Chimneys seem like rock-solid home fixtures that don’t require much maintenance but must be cleaned regularly. A chimney that isn’t cleaned correctly can quickly deteriorate. Soot can build up around the flue and chimney walls, clogging them and blocking airflow. The flammable soot can also leave black stains on nearby decor and furniture.

Over time, soot can morph into creosote flakes that are even more explosive than soot. Getting soot and creosote swept and relined regularly by qualified chimney professionals is essential.

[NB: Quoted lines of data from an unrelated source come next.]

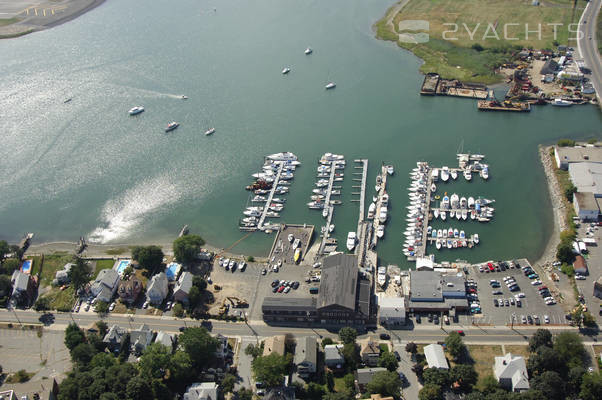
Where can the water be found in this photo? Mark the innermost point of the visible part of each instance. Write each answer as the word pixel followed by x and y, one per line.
pixel 87 168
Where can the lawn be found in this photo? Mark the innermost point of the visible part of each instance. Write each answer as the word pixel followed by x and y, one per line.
pixel 479 23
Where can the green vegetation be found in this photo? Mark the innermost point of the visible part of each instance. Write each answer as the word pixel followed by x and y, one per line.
pixel 480 45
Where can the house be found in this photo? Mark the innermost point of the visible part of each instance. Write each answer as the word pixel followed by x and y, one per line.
pixel 280 393
pixel 158 288
pixel 165 339
pixel 202 391
pixel 24 288
pixel 105 285
pixel 364 376
pixel 435 356
pixel 333 356
pixel 182 288
pixel 369 352
pixel 114 337
pixel 273 344
pixel 511 372
pixel 306 356
pixel 140 338
pixel 129 290
pixel 598 288
pixel 580 266
pixel 391 311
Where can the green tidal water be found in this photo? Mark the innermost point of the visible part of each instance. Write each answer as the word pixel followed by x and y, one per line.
pixel 87 168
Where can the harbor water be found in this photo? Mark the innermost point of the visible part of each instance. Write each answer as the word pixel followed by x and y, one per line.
pixel 87 168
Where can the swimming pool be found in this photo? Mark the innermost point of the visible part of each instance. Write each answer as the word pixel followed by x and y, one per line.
pixel 122 265
pixel 26 267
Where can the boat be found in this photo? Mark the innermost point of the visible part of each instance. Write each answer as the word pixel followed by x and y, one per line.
pixel 560 102
pixel 136 110
pixel 171 126
pixel 351 238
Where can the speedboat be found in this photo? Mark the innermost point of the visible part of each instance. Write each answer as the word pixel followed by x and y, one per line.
pixel 171 126
pixel 351 238
pixel 136 110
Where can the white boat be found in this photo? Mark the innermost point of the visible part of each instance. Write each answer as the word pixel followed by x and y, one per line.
pixel 136 110
pixel 351 238
pixel 445 173
pixel 561 102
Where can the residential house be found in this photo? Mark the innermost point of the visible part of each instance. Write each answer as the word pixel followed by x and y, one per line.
pixel 114 338
pixel 511 372
pixel 105 285
pixel 140 338
pixel 158 288
pixel 369 352
pixel 435 357
pixel 129 290
pixel 165 339
pixel 333 356
pixel 364 376
pixel 182 288
pixel 202 391
pixel 306 356
pixel 273 344
pixel 24 288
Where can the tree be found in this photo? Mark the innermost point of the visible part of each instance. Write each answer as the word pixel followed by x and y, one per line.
pixel 73 336
pixel 541 337
pixel 550 383
pixel 79 274
pixel 187 248
pixel 465 375
pixel 42 304
pixel 199 345
pixel 270 369
pixel 436 376
pixel 347 335
pixel 388 361
pixel 138 389
pixel 430 392
pixel 454 345
pixel 149 257
pixel 386 383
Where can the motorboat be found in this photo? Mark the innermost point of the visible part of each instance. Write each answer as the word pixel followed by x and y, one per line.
pixel 136 110
pixel 351 239
pixel 171 126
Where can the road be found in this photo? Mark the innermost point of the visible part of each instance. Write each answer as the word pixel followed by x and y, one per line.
pixel 587 43
pixel 421 334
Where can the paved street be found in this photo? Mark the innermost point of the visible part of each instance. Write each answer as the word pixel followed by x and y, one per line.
pixel 587 43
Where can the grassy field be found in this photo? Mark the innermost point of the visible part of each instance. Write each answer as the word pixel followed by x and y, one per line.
pixel 479 23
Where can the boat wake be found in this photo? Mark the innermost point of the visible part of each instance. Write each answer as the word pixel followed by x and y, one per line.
pixel 121 215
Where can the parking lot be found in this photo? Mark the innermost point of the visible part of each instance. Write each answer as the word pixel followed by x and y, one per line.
pixel 532 304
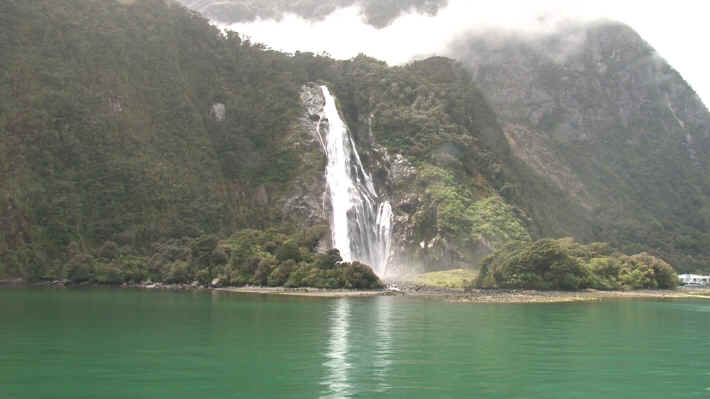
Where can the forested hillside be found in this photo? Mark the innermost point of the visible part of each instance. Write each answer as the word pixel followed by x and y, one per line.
pixel 109 134
pixel 138 142
pixel 602 116
pixel 129 127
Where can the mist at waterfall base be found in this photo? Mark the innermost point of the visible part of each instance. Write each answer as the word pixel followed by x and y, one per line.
pixel 360 219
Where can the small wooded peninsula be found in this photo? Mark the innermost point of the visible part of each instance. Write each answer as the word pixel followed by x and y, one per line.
pixel 140 143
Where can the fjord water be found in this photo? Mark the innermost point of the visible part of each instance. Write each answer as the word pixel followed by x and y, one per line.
pixel 138 344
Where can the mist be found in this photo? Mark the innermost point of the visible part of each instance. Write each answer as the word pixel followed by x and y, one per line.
pixel 676 30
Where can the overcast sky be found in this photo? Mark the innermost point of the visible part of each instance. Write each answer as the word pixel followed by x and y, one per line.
pixel 679 30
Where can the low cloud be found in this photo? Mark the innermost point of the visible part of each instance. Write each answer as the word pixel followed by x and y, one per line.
pixel 677 30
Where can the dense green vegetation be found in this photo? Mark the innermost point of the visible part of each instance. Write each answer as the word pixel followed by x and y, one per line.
pixel 567 265
pixel 116 168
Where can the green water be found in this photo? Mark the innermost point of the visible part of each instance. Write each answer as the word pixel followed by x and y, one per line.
pixel 136 344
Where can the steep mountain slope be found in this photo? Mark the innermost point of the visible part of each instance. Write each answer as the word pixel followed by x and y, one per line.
pixel 134 123
pixel 138 142
pixel 596 111
pixel 377 12
pixel 135 136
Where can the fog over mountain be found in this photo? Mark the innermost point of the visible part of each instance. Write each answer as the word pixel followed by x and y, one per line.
pixel 377 13
pixel 399 31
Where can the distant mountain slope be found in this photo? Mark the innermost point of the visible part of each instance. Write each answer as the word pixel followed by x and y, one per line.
pixel 377 12
pixel 598 112
pixel 127 125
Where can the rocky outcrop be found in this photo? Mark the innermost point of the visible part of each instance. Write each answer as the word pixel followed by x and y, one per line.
pixel 303 201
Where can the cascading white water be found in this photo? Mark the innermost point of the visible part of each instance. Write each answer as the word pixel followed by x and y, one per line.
pixel 361 223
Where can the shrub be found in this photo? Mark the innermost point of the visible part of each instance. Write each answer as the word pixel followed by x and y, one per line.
pixel 567 265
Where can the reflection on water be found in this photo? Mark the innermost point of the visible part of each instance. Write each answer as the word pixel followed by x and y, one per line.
pixel 337 366
pixel 383 344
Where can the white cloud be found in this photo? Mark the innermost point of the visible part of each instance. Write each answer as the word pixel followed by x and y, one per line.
pixel 678 30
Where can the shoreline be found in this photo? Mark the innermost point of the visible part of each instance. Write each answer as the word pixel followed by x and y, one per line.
pixel 449 295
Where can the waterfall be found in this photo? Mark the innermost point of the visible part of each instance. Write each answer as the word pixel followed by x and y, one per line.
pixel 361 222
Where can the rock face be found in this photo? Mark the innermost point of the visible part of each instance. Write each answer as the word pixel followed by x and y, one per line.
pixel 597 112
pixel 303 201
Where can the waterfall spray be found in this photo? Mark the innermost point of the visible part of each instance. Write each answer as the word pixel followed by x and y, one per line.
pixel 361 222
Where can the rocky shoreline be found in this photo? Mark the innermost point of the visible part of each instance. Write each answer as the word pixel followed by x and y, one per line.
pixel 450 295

Seattle’s wet climate can harm masonry by penetrating old mortar joints. These cracks can freeze and thaw, creating immense structural damage over time. Tuckpointing is an efficient way to repair deteriorating mortar joints and decrease water entry into brick structures.

Install a Waterproof Seal

Most people need to realize that brick or natural stone walls absorb water just like a sponge, and this becomes worse with age due to the mortar between the stones becoming more porous and voids forming. It is a significant reason why it is important to seal these structures every five years.

It will prevent moisture intrusion within the wall and protect against salt efflorescence, a powdery white surface on brick or masonry surfaces. It is caused by the water absorbing the salts in the masonry and migrating out of the structure when it evaporates. Although this is not a structural problem, it will cause discoloration to the surface of the building and can be challenging to remove with conventional cleaning methods.

There are a variety of different waterproofing products available for brick and masonry surfaces. Some produce a thin film on the surface; others penetrate deep into the material.